3John Pierce DuVall (ca. 1751–1792) was a member of the House of Delegates from Monongalia County between 1777 and 1779, and a state senator from his district between 1780 and 1791. He also served for several years as a state commissary of provisions, as county lieutenant of Monongalia and Harrison counties, successively, and as a trustee of Randolph Academy (Journals of the Council of State, III, 6, 335, 355, 470; Calendar of Virginia State Papers, IV, 177, 410; V, 414; Hening, Statutes description begins William Waller Hening, ed., The Statutes at Large; being a Collection of all the Laws of Virginia, from the First Session of the Legislature, in the Year 1619 (13 vols.; Richmond and Philadelphia, 1819–23). description ends , XII, 639).

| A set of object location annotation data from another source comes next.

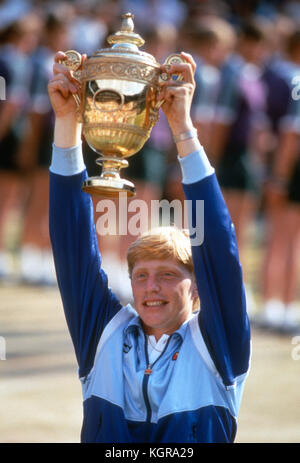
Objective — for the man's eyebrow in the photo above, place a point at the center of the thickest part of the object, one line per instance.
(160, 267)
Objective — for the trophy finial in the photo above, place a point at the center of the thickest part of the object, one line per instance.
(126, 34)
(127, 22)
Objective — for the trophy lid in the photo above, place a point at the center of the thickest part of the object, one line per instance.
(126, 34)
(125, 44)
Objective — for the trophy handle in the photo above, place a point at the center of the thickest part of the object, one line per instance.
(73, 63)
(175, 58)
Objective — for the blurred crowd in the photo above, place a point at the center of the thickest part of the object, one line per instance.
(246, 109)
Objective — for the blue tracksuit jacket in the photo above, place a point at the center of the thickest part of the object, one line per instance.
(194, 391)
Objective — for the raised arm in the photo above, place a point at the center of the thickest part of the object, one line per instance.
(222, 319)
(87, 300)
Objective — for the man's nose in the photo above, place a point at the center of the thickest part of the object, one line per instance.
(153, 283)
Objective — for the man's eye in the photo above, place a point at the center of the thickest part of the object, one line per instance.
(168, 274)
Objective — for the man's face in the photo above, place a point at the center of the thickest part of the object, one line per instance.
(163, 292)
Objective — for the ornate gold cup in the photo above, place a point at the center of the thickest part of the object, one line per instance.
(117, 104)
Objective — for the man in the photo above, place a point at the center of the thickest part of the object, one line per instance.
(156, 373)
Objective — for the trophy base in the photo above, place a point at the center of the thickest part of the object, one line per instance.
(108, 187)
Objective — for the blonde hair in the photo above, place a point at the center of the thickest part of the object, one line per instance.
(163, 243)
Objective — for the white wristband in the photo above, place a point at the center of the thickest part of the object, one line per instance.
(193, 133)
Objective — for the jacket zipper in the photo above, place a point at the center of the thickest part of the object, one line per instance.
(147, 373)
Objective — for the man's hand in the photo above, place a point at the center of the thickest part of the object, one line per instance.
(178, 95)
(62, 87)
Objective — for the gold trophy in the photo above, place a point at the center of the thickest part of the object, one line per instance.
(117, 104)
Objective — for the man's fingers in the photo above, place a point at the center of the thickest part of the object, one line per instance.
(60, 56)
(186, 70)
(62, 84)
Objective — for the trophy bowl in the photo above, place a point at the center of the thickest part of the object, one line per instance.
(117, 104)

4Militia of Monongalia County, led by Colonel Thomas Gaddis (1742–1834), garrisoned Fort Liberty (the present town of West Liberty, Ohio County, W. Va.) during the last four months of 1776, and shared in the McIntosh and William Crawford campaigns against the western Indians in 1778 and 1782, respectively. Gaddis, a resident of Uniontown, lived in a portion of Monongalia County which, in 1784, would be relinquished by Virginia to Pennsylvania and become a part of its Westmoreland County. In 1794, as a distiller, Gaddis participated in the Whiskey Rebellion (Journals of the Council of State, I, 348; John H. Gwathmey, Historical Register of Virginians in the Revolution, p. 293; H. R. McIlwaine, ed., Official Letters of Virginia Governors, I, 109 n.).